Onbevoegde agenten moeten dienstpistool inleveren
Een persbericht bij het onderwerp Politie
10 januari 2002
Politieagenten die niet voldoen aan de toets schietvaardigheid
dienen het vuurwapen in te leveren. Dat zegt minister De Vries van
Binnenlandse Zaken en Koninkrijksrelaties (BZK) in reactie op een
onderzoeksrapportage van het Centrum voor Politiewetenschappen van
de VU. De bewindsman wijst in dat verband op de aangescherpte
Regeling toetsing geweldsbeheersing politie die met ingang van 1
januari 2002 van kracht is geworden.
In 1998 heeft de Inspectie voor de politie de toenmalige Regeling
training en toetsing vuurwapengebruik politie onderzocht en de
ministers van BZK en van Justitie aanbevelingen gedaan voor
verbetering.

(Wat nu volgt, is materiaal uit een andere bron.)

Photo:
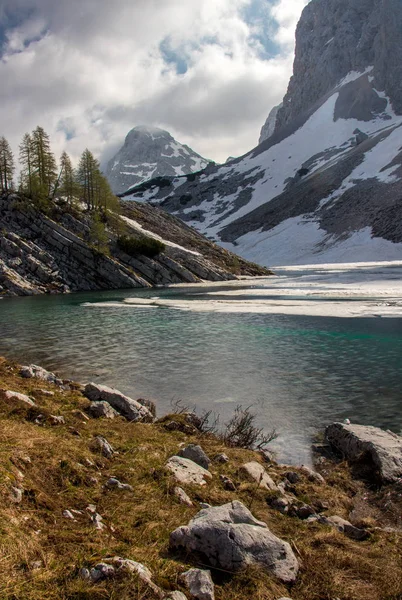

Deze aanbevelingen die verder zijn uitgewerkt door
vertegenwoordigers uit het politieveld en de beide
politieministeries, hebben geleid tot de aangescherpte regeling,
waarmee zowel de korpsen als de politievakorganisaties in oktober
2001 hebben ingestemd.
Gedurende de loopbaan leggen politieambtenaren die met
geweldsmiddelen zijn uitgerust meerdere toetsen af om te voldoen
aan de eis van geoefendheid. Aan de bestaande toets
schietvaardigheid zijn toegevoegd de nieuwe toetsen Aanhoudings-
en Zelfverdedigings-vaardigheden en de toets Geweldsbeheersing.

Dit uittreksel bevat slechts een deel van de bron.